Invariance is Key to Generalization: Examining the Role of Representation in Sim-to-Real Transfer for Visual Navigation
This addresses the problem of sim-to-real transfer for visual navigation in robotics, offering a scalable approach that improves with more pre-training data, though it is incremental in building on existing representation ideas.
The paper tackles the challenge of generalization in robot control by proposing that rich and invariant representations are key, and demonstrates that using depth and semantic information enables a policy trained in simulated indoor scenes to generalize to diverse real-world environments, both indoors and outdoors.
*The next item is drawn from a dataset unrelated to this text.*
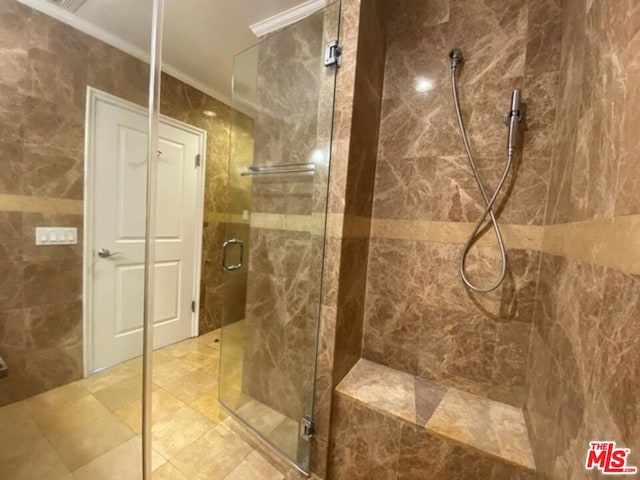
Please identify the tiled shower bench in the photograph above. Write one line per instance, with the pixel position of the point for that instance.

The data-driven approach to robot control has been gathering pace rapidly, yet generalization to unseen task domains remains a critical challenge. We argue that the key to generalization is representations that are (i) rich enough to capture all task-relevant information and (ii) invariant to superfluous variability between the training and the test domains. We experimentally study such a representation -- containing both depth and semantic information -- for visual navigation and show that it enables a control policy trained entirely in simulated indoor scenes to generalize to diverse real-world environments, both indoors and outdoors. Further, we show that our representation reduces the A-distance between the training and test domains, improving the generalization error bound as a result. Our proposed approach is scalable: the learned policy improves continuously, as the foundation models that it exploits absorb more diverse data during pre-training.